When providing reasons in such circumstances, it may be appropriate to offer
the patient a further opportunity to discuss the issues raised in the medical
record and to advise that they may contact the Privacy Commissioner to discuss
their rights. More information on NPP 6.7 can be found at the end of Information Sheet 4 -
Access and Correction
Further information
Definitions of 'personal information' and 'health information'
Briefly, 'personal information' is information or an opinion (whether true or
not) about an individual whose identity is apparent, or can reasonably be
ascertained. 'Sensitive information' is a defined sub-category of personal
information, and it includes 'health information'.
'Health information' is defined under section 6 of the Privacy Act as:
- (a) information or an opinion about:
- (i) the health or a disability (at any time) of an individual; or
- (ii) an individual's expressed wishes about the future provision of health
services to him or her; or
- (iii) a health service provided, or to be provided, to an individual;
- that is also personal information; or
- (b) other personal information collected to provide, or in providing, a
health service; or
- (c) other personal information about an individual collected in connection
with the donation, or intended donation, by the individual of his or her body
parts, organs or body substances; or
- (d) genetic information about an individual in a form that is, or could be,
predictive of the health of the individual or a genetic relative of the
individual.
More information on complying with NPP 6 access requests can be found
here:
Other general privacy relevant to health service providers is available at:
Private Sector Information Sheets
Information sheets are advisory only and are not legally binding. The
National Privacy Principles in Schedule 3 of the Privacy Act do legally bind
organisations.
Information sheets are based on the Office of the Privacy Commissioner's
understanding of how the Privacy Act works. They provide explanations of some of
the terms used in the NPPs and good practice or compliance tips. They are
intended to help organisations apply the NPPs in ordinary circumstances.
Organisations may need to seek separate legal advice on the application of the
Privacy Act to their particular situation. Nothing in an information sheet
limits the Privacy Commissioner's ability to investigate complaints under the
Privacy Act or to apply the NPPs in the way that seems most appropriate to the
facts of the case being dealt with.
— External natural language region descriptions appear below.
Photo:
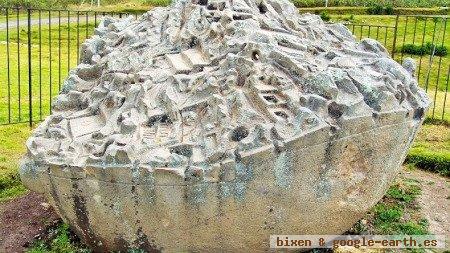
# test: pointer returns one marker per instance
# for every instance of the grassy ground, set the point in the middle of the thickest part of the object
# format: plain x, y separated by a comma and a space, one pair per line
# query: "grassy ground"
64, 56
12, 146
431, 150
432, 72
396, 214
47, 76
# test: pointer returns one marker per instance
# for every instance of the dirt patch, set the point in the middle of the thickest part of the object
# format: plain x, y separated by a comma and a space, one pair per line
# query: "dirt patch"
22, 220
434, 201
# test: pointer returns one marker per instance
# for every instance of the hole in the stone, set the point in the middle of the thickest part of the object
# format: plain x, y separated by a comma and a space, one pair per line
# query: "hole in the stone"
418, 113
262, 8
282, 115
183, 150
255, 56
193, 42
239, 133
211, 7
241, 80
335, 110
159, 119
271, 99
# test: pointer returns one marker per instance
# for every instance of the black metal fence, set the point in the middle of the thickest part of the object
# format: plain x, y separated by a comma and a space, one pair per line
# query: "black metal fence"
426, 39
39, 47
37, 50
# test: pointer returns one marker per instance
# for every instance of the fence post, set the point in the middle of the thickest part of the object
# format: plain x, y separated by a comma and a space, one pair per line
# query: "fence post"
395, 37
30, 93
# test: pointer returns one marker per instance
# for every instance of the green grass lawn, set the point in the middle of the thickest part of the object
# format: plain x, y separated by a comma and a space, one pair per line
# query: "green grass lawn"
47, 76
12, 147
63, 58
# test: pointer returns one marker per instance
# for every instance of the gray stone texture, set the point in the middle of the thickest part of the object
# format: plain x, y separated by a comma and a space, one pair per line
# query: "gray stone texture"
210, 125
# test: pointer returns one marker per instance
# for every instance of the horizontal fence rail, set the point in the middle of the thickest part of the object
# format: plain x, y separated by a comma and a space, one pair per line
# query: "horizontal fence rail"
39, 47
426, 39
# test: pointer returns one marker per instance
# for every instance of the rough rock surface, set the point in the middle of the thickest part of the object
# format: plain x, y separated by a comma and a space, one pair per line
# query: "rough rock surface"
220, 93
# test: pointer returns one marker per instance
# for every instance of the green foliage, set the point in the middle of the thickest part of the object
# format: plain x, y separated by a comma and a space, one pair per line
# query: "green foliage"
10, 151
376, 9
325, 16
400, 3
387, 214
337, 10
59, 242
379, 9
157, 2
427, 48
404, 193
428, 160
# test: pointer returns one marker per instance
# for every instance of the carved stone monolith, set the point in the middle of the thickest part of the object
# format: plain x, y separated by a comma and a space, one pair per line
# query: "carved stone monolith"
211, 124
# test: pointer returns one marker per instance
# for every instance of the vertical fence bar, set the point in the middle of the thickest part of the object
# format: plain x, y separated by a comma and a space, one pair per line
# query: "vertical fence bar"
430, 63
415, 30
50, 57
40, 65
439, 67
78, 37
8, 65
18, 63
404, 38
446, 92
385, 36
423, 43
30, 86
68, 41
87, 25
59, 51
394, 44
361, 30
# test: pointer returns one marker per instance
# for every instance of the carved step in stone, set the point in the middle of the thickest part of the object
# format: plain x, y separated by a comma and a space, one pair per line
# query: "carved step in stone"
179, 63
272, 100
280, 114
195, 57
85, 125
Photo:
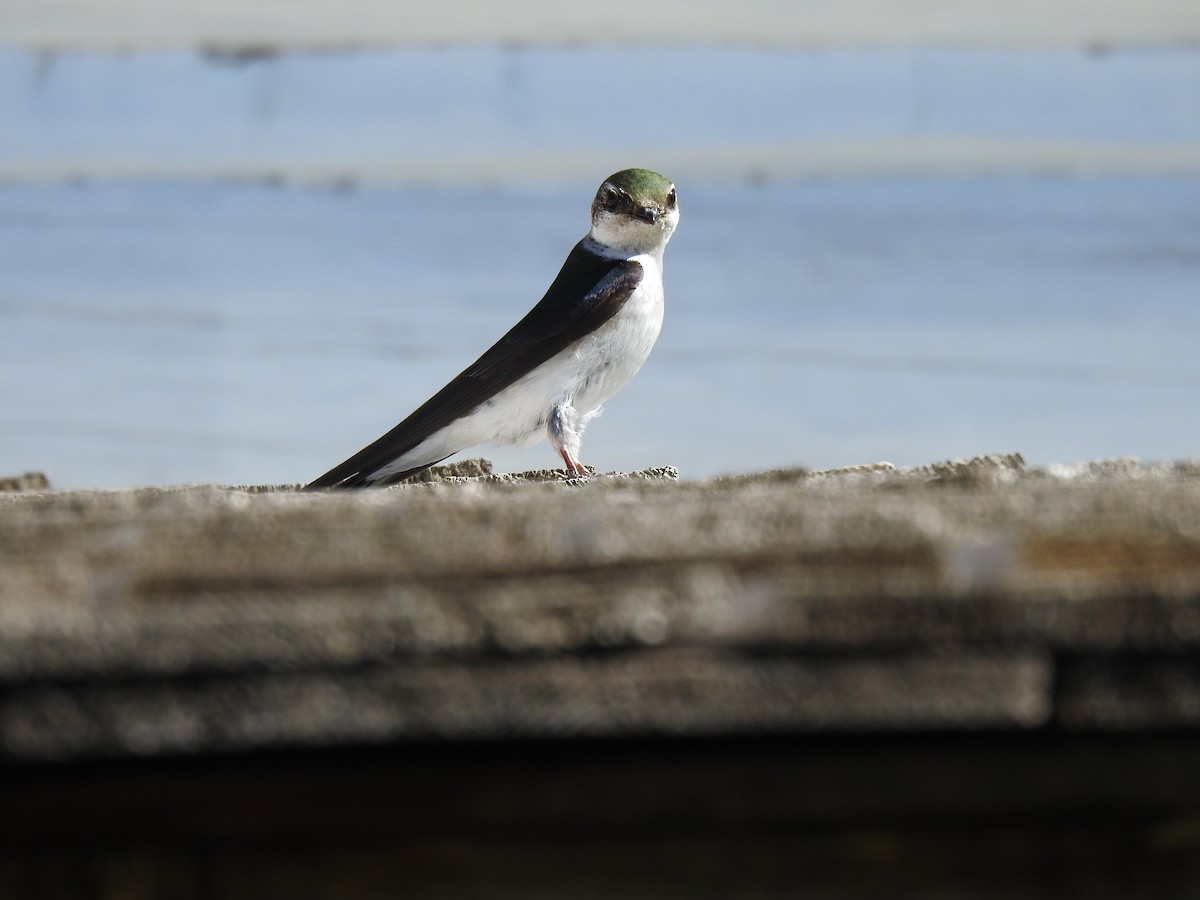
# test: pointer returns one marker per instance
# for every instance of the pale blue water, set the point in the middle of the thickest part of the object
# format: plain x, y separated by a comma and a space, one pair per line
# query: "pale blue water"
165, 327
246, 334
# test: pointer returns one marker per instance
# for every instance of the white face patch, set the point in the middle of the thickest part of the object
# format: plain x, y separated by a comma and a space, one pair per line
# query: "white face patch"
628, 235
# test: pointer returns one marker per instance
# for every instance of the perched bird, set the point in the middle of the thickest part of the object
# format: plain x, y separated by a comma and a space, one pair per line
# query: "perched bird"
550, 375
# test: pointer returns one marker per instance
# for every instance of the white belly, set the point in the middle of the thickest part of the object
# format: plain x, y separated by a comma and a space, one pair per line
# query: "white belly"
583, 376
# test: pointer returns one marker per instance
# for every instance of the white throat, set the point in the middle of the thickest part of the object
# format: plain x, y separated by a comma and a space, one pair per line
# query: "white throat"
623, 237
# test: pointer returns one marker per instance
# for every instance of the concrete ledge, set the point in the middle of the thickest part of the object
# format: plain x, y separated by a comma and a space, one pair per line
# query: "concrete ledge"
953, 597
969, 679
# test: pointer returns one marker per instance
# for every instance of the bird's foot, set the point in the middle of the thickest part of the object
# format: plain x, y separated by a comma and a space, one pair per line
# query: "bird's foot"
574, 467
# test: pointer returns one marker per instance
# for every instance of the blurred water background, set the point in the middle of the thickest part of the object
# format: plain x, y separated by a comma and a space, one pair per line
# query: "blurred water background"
240, 262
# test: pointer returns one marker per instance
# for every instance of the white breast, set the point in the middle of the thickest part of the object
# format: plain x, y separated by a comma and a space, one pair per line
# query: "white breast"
583, 376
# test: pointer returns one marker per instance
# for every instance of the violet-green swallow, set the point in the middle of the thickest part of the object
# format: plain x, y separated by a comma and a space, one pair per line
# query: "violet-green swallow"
550, 375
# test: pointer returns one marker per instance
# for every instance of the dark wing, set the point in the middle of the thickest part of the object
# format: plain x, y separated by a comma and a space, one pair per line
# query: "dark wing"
588, 291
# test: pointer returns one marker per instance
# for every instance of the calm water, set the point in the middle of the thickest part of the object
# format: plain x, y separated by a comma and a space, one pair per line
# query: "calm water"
246, 334
877, 259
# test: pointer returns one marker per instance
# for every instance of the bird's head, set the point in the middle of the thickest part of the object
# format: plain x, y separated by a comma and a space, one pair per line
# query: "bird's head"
635, 211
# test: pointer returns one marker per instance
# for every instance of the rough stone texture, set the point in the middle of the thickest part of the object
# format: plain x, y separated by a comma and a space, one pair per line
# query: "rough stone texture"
954, 595
965, 679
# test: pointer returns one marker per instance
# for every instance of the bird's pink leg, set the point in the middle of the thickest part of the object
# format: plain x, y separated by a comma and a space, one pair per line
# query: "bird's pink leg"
574, 467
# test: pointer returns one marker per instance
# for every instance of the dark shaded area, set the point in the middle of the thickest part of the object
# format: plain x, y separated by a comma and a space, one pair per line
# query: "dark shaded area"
964, 681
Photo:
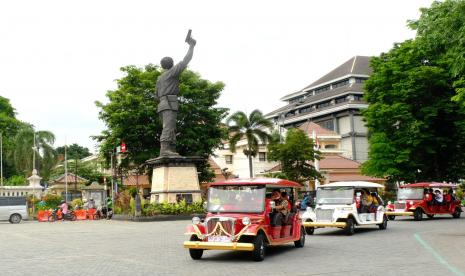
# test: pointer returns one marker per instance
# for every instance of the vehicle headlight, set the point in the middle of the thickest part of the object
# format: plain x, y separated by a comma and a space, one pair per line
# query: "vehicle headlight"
195, 220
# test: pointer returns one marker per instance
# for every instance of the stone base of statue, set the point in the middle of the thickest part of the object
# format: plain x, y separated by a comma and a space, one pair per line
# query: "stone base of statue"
174, 178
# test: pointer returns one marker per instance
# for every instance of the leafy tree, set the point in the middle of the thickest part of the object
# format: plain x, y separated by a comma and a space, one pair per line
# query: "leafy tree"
252, 128
441, 34
9, 126
22, 154
131, 116
416, 131
294, 155
74, 151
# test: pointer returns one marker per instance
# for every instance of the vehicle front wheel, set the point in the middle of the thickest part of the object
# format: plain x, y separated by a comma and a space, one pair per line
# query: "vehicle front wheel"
196, 254
350, 227
309, 230
418, 214
15, 218
300, 242
258, 253
456, 213
51, 218
383, 225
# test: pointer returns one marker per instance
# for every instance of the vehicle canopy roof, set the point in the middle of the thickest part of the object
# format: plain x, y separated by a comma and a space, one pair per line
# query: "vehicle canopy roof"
429, 185
268, 182
353, 184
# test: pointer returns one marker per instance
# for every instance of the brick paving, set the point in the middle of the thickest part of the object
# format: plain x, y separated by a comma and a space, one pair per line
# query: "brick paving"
155, 248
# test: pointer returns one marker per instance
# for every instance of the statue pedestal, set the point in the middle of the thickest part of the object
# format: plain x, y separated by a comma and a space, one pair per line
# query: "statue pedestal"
174, 178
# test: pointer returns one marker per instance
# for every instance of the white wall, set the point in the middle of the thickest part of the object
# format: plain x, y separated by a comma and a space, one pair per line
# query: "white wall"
359, 125
344, 125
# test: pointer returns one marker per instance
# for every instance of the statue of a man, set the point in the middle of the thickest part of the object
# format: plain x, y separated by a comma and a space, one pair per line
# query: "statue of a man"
167, 94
Organisations may also wish to consult the
Commissioner's guidelines and other information sheets.
Office of the Privacy Commissioner
Privacy Enquiries Line 1300 363 992 - local call (calls from
mobile and pay phones may incur higher charges) TTY 1800 620 241 - no voice
calls; Fax + 61 2 9284 9666; GPO Box 5218, Sydney NSW 2001.
Private Sector Information Sheet 21 Web HTML, Word and PDF published
March 2008 ISBN 978-1-877079-54-2 © Commonwealth of Australia 2008
[1] These include physiotherapists,
chiropractors, occupational therapists, speech therapists and others. More
information on health service providers covered by the Privacy Act is available
at www.privacy.gov.au/publications/hg_01.html#a21.
[2] For non-health
information, a threat related to providing access would need to be both
serious and imminent for the equivalent exception to allow denial of
access (NPP 6.1(a)).
[3] RACGP and others (2002),
Handbook for the Management of Health Information in Private Medical
Practice, p 7.
[4] See, for example, K v Health
Service Provider [2007] PrivCmrA 13.
[5] NPP 6.4 states that any charges for
providing access to personal information must not be excessive, and must not
apply to lodging a request for access. For more information on determining a
reasonable access fee, see the Office's Information Sheet
22.
[6] These exceptions are examined in
detail in the Guidelines on
Privacy in the Private Health Sector.
[7] See, for example, K v Health
Service Provider [2007] PrivCmrA 13.
[8] NPP 6.3 states that if access may
be denied under an NPP 6 exception, 'the organisation must, if reasonable,
consider whether the use of mutually agreed intermediaries would allow
sufficient access to meet the needs of both parties'. For more information on
intermediaries, see the Guidelines on
Privacy in the Private Health Sector.